While the Ashaiman profilers are busy with this pilot study, the other programme beneficiaries, namely the cities of Tema, Accra, and Ledzokuku-Krowor (LEKMA), are following in their leading sister’s footsteps by exploring their own community-held knowledge through roundtables and focus groups, which will be followed by infrastructure and service mapping once all the socio-economic data has been gathered. Completion of the LSC programme is expected for the first quarter of 2013, after which it will be extended to the remaining GAMA municipalities of Ga South, Ga East, Ga West, and Adenta.

 

Informal traders in Ashaiman

Information is Power

But why is this initiative so important? Firstly, it generates awareness within a community and raises the profile of the urban poor. A prime example of how self-administered census-type surveys can change people’s perception of a slum is provided by the parable of Old Fadama, which ascended from the pits of being branded “a menace in Accra” and a “catastrophe waiting to happen,” to the heights of mediatic praise after the community took the lead in the implementation of a desilting project designed to mitigate the impact of its booming population on the surrounding eco-system. What enabled such a productive partnership between government and landless dwellers was a string of SDI-backed enumerations that, since 2004, have been projecting into the public domain the image of a cohesive community that is part and parcel of the urban habitat.

One of the biggest challenges faced by slum dwellers all over the world is in fact the stigma attached to living in an environment that is routinely depicted as an impenetrable jungle of ignorance, sloth, and self-inflicted deprivation. As Grace, a long term resident of Old Fadama, explains: “people blame us for where we live [and] think that we are criminals or beggars [just] waiting for a handout”. Yet nothing could be farther from the truth, since according to the latest enumeration a staggering 96% of Old Fadama’s residents are gainfully employed as traders in the nearby Agbogbloshie market or as small business owners in the settlement itself. The power of profiling and enumerations lies thus in their ability to open up “the slum universe” to the world, to humanise the mysterious “other” and ultimately to portray slum dwellers as valuable players in the city’s economy.

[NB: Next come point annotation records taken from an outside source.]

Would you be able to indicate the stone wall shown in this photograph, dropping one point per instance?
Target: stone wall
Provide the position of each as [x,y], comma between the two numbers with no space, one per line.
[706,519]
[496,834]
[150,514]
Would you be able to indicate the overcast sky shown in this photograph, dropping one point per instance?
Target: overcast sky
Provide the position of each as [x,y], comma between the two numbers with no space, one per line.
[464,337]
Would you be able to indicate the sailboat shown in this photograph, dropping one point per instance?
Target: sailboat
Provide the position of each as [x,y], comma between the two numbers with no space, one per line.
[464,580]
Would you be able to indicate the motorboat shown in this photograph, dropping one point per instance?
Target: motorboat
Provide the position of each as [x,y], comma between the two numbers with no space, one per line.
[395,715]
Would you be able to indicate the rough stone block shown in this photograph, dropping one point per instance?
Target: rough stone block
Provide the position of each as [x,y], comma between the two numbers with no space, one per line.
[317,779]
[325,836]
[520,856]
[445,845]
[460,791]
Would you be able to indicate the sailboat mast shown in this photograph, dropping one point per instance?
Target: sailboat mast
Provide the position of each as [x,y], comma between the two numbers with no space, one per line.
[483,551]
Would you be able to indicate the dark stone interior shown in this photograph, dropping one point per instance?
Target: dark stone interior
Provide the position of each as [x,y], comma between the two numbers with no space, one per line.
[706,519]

Secondly, profiling highlights a community’s most urgent needs in a format that can be used to leverage funds for upgrading; moreover, when the exercise is conducted at a regional scale it allows settlements to be classified according to their deprivation level. Therefore, it is hoped that the efforts being undertaken in GAMA will allow interventions to be prioritised and directed at those most in need. In Halid’s concluding words: “we are very satisfied with the way our communities are driving the process and we hope that the information [we are acquiring] will give us the power to engage the assembly [into a constructive dialogue] to solve the problems that affect our residents [the most]”.